Face to Face with Recycling
The environmental loads from the production and use and disposal of Gypsum plasterboard can be minimised by the recycling of Gypsum. Gypsum is indeed fully and eternally recyclable.
The European Directive on the land filling of Waste
is reducing the Gypsum Industry reliance on landfill and is helping to ensure that wastes destined for landfill are treated to reduce their environmental impact. The introduction of waste acceptance criteria (WAC) for high Sulphate content products in July 2005 has encouraged many in the general construction supply chain to review and debate future solutions.
The Gypsum Industry strives to improve processes to enable increased volumes of recycled products to be used in plasterboard manufacturing. This is not an easy task, even though the willingness to progress is strong within the European Gypsum Industry.
Indeed, no firm market size information is available for new construction waste, nor is collating such information permissible under competition rules, which the European Gypsum Industry strictly observes.
The application of plasterboard splits into the three traditional sectors approximately as follows:
House building: 30%
Commercial Industrial: 30%
Repair, Maintenance, Improvement: 40%
The percentage of site scrap from new construction varies with sector and project.

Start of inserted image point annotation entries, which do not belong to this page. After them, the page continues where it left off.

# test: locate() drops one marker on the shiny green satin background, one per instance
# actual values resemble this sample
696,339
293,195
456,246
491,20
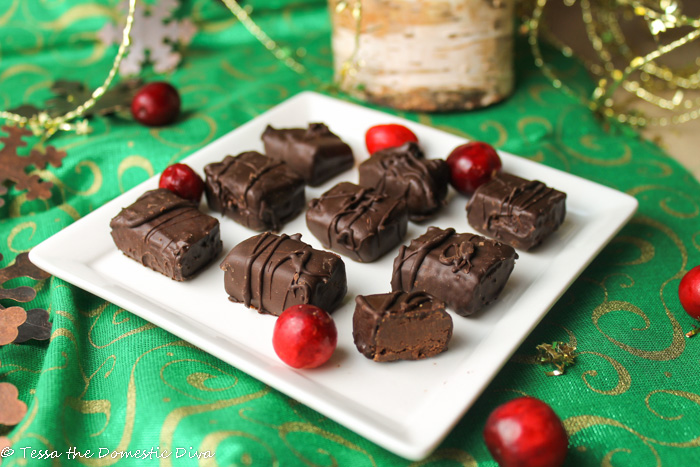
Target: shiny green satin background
109,379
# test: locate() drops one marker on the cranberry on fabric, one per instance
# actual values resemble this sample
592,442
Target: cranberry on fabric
183,181
471,165
304,336
156,104
525,432
390,135
689,292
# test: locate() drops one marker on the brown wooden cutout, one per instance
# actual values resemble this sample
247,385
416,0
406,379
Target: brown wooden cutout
13,167
12,410
10,320
22,267
36,326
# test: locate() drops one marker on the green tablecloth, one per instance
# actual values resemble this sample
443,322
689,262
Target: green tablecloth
109,379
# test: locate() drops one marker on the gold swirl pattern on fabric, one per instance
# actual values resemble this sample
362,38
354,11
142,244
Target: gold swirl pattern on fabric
692,397
144,327
677,345
624,380
459,456
173,419
198,379
129,414
212,441
645,247
131,162
16,231
664,202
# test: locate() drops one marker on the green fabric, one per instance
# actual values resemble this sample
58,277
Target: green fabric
108,379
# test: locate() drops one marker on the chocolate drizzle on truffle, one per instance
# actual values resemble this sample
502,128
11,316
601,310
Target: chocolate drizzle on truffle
466,271
357,222
315,153
403,172
519,212
254,190
167,234
273,272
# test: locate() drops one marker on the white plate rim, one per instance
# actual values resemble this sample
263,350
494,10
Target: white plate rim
417,438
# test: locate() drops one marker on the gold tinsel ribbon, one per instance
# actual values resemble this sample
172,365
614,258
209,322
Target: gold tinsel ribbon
41,124
601,20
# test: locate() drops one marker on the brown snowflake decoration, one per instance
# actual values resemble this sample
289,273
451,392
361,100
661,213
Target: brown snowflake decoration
154,35
12,410
16,324
13,167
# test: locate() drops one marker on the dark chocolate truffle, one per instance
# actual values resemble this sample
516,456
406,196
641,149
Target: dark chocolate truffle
467,271
357,222
167,233
255,191
519,212
315,153
271,272
404,172
400,326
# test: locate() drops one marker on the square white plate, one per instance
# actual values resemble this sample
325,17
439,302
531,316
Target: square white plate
406,407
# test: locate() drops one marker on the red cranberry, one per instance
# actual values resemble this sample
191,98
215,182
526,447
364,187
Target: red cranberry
304,336
183,181
388,136
525,432
156,104
689,292
472,165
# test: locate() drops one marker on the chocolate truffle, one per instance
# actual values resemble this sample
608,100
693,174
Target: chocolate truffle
255,191
167,233
314,153
519,212
466,271
271,272
404,172
400,326
357,222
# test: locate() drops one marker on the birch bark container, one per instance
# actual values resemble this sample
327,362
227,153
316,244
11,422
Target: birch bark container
424,55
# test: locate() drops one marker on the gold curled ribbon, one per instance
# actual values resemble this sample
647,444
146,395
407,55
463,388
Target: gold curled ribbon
608,41
41,124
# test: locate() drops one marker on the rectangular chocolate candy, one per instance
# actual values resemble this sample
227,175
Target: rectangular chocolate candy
464,270
255,191
404,172
357,222
314,153
400,326
519,212
167,233
271,272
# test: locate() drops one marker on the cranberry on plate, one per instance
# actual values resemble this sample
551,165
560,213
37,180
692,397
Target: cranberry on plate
471,165
304,336
386,136
183,181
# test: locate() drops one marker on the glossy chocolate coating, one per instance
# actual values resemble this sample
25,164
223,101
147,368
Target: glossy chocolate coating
519,212
314,153
255,191
400,326
271,272
466,271
357,222
404,172
167,233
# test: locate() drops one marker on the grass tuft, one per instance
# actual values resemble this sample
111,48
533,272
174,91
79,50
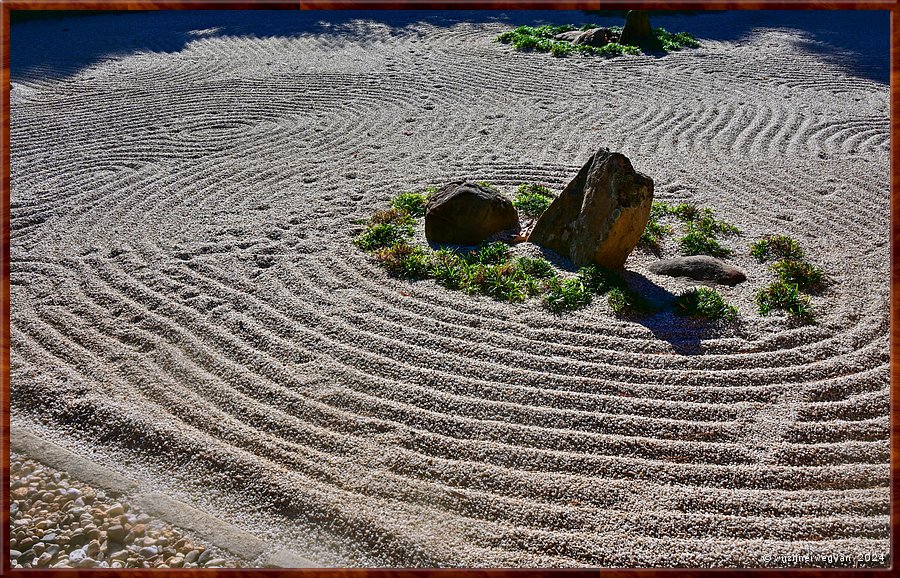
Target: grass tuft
502,281
568,294
804,275
392,216
699,242
786,297
705,302
448,269
383,235
489,254
598,279
541,39
777,247
538,268
405,261
412,203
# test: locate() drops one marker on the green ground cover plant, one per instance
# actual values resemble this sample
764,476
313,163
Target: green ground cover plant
492,270
804,275
786,297
383,235
541,39
702,229
698,242
777,247
705,302
412,203
794,275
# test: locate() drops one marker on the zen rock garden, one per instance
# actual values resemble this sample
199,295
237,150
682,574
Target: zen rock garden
595,223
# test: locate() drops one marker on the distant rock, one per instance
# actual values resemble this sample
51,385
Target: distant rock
699,268
467,213
637,29
600,216
596,37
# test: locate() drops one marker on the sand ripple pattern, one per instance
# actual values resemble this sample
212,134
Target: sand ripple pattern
185,289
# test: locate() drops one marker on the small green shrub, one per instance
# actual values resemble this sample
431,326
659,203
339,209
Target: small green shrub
660,209
393,216
785,297
624,301
616,49
448,269
405,261
705,302
566,295
532,200
698,242
777,247
489,254
541,38
804,275
712,226
383,235
502,281
665,41
653,233
412,203
618,300
562,49
598,279
538,268
686,211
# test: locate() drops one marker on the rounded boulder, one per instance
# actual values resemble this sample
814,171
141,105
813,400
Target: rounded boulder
467,213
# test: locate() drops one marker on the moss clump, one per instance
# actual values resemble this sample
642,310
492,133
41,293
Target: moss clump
786,297
392,216
383,235
699,242
702,229
800,273
705,302
777,247
655,230
567,294
412,203
489,254
538,268
405,261
541,39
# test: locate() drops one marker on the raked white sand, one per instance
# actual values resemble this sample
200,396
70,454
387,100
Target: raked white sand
187,304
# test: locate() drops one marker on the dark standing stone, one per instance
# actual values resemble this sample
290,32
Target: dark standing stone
699,268
637,28
600,216
466,213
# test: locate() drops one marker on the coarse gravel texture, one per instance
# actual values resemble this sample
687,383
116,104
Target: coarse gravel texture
187,302
57,522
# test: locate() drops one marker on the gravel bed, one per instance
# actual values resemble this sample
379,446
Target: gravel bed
57,522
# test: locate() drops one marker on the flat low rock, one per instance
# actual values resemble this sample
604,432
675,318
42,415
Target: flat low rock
600,216
699,268
467,213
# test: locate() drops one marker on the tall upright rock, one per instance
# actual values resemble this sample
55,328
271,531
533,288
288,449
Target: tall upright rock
600,216
637,29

The demolition Gypsum Waste Market
is even more complex as no reliable statistics exist despite efforts to improve on current data. Furthermore plasterboard usage only gained widespread acceptance in Europe, at least in Continental Europe, in the 1970s-1980s. Even now in Southern Europe the more traditional ways of partitioning and interior finishing still prevail. This means that many buildings over 40 years old contain little or no plasterboard. Gypsum demolition waste is as yet seen as a secondary issue.
The environmental preference goes to reducing waste at source,
i.e. at the design stage. But as some waste will inevitably be generated, construction sites need to establish the discipline of segregation. The waste industry has the expertise, independently and in collaboration with plasterboard manufacturers, to provide an appropriate service to the construction industry for the necessary collection and logistics system. The Gypsum industry is currently providing routes for segregated, clean plasterboard waste to be delivered to reprocessing stations. However, we need to emphasise that, as yet, the Gypsum industry can only offer solutions to medium to large projects in the new build residential and commercial sectors.
The focus is placed on turning Gypsum Waste into a business opportunity, even though much still needs to be done to reach an economic maturity.